The government of India has focused on enhancing healthcare policies and programs to a population with huge unmet medical needs. Medical infrastructure in India’s urban areas is already comparable to global averages and recently the government has been focused on making India more attractive for global trials.

According to Indian market expert Vanaja Krishnan, Managing Director with 乔治临床( George Clinical ), the reduced clinical trial approval time period of only three months, the abundance of treatment-naive patients and the corresponding faster accrual of patients to studies at lower costs all help warrant serious examination of India for clinical trials.

“Since most of the population receives limited government or insurance reimbursements, clinical trials are a great way for patients to gain access to novel therapies that they otherwise could not access,” Krishnan states.  “Data collected in India is accepted by global regulatory agencies like FDA, EMEA, and TGA and inclusion of Indian population in a global trial helps avoid repeat clinical trials for marketing in India and faster processing of marketing applications.”
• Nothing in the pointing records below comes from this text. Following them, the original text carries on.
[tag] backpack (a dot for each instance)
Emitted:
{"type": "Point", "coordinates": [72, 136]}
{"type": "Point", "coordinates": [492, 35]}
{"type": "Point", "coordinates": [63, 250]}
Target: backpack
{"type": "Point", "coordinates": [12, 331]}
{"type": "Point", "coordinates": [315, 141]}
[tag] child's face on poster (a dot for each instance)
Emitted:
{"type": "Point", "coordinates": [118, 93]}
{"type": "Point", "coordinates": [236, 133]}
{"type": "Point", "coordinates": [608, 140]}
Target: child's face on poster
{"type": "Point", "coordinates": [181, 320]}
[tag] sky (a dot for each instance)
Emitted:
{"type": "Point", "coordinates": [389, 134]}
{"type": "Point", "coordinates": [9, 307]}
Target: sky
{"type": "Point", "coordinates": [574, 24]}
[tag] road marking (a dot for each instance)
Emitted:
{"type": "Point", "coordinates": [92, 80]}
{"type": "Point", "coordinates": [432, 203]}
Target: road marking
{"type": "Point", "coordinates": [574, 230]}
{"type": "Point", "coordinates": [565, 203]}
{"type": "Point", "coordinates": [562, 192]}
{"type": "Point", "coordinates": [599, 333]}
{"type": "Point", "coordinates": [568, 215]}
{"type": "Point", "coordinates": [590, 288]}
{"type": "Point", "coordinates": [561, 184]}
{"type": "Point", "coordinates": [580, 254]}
With the highest disease burden in India being in non-communicable diseases, there is a tremendous opportunity for contributing data on chronic conditions such as cancer. India has productive clinical trial sites including the availability of highly qualified, trained Investigators.  The quality and reliability of trial data generated is equivalent to other globally conducted trials and past trials have enjoyed a high rate of subject recruitment.

“There is a huge potential for cost savings for global pharma organizations by conducting clinical trials in India vs. more traditional destinations,” Krishnan adds.   “There is now an approachable regulatory body with a competent review system.  Decisions on trial approval are completed by an unbiased team of experts in relevant therapeutic areas,” she notes.
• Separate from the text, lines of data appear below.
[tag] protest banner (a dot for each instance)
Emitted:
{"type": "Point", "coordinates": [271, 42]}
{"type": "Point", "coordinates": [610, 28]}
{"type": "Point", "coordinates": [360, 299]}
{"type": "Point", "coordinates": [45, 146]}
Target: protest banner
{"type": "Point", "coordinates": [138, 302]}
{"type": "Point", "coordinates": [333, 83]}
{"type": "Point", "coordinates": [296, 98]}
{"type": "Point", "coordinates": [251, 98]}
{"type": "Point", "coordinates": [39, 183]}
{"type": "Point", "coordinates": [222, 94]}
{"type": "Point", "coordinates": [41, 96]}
Research staffs are typically competent in English and medical records and research documents are recorded in English. Internationally acclaimed key opinion leaders exist in the country for most of the therapeutic areas. Treatment protocols sit in line with global standards.

For those in the West, common misconceptions have dogged doing business in India for years.  Perceptions that the clinical trial environment is unpredictable, complex and ambiguous; that data quality is poor or saddled with research fraud; or there is general lack of a regulatory process to oversee and ensure data quality all have been wrongly cited as concerns about the market.

“In fact, a client should expect trial work to be carried out with the same high quality of other regions we operate in, adhering to GCP E6 (R2), highly stringent Indian regulations and FDA/EMEA rules when as applicable,” Krishnan offered.